A Small Front Garden
“The style for the new design is to be formal, but not uniform, to include evergreen plant structure and be low maintenance.”The situation:
A Small Front Garden
A 1900 end of terrace house with small east facing front garden. Pathway with steps to the front door, lawn, small amount of planting and boundary privet hedges.
The brief:
The style for the new design is to be formal, but not uniform, to include evergreen plant structure and be low maintenance. The client wanted to renew the pathway to the front door and add climbers to the long high boundary stone wall by the side of the pathway. In the centre of the small front garden is a beautiful prostrate purple leaf Acer which is to be kept as a feature in the new design. The existing lawn and boundary hedges and planting to be removed. Reinstate the black metal railings on top of the low boundary stone walls and refurbish the existing metal front gate. Provide an area for bins.
This was an interesting but tricky request from the client for a “formal but not uniform style” for the garden. The concept of a Japanese gardening technique called “O-Karikomi’ provided the answer, where trees and shrubs are clipped into large curved or round shapes which can be grouped together, giving a clean crisp style.

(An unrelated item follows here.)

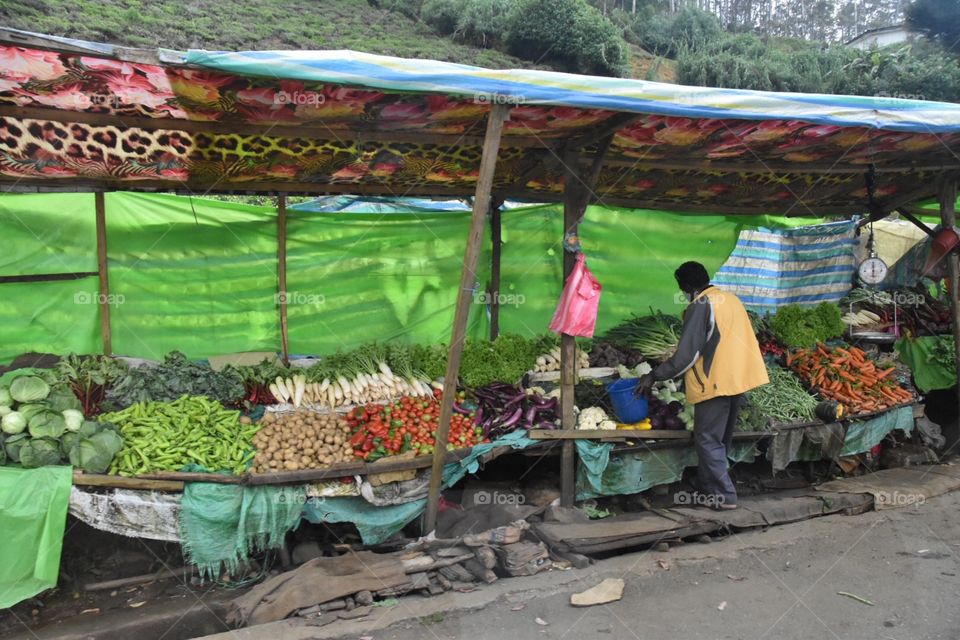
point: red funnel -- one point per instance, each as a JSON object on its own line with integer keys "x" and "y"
{"x": 944, "y": 241}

A new widened sandstone sett and paved pathway and steps leads from the front gate to the front door. Planting beds were added at the base of the tall stone boundary wall for climbers to be planted. A circular sett edged planting bed was added around the existing prostrate Acer, surrounded by gravel laid over an underlying permeable weed resistant membrane.
New black metal railings for the top of the low stone boundary walls were designed and installed by a blacksmith.* The metal front gate was refurbished. The bins were relocated and a small bin store built. To make it easy to move the bins for weekly collections, a honeycomb grid was laid under the gravel in this area for stability and ease of usage.
Taking inspiration from the concept of ‘O-Karikomi’ different sizes of evergreen Buxus balls were grouped and planted in a seemingly random way in the gravel around the prostrate Acer. This gave a formal front garden design, but without a uniform style.
* As the property is within a conservation area, full planning permission was required and granted.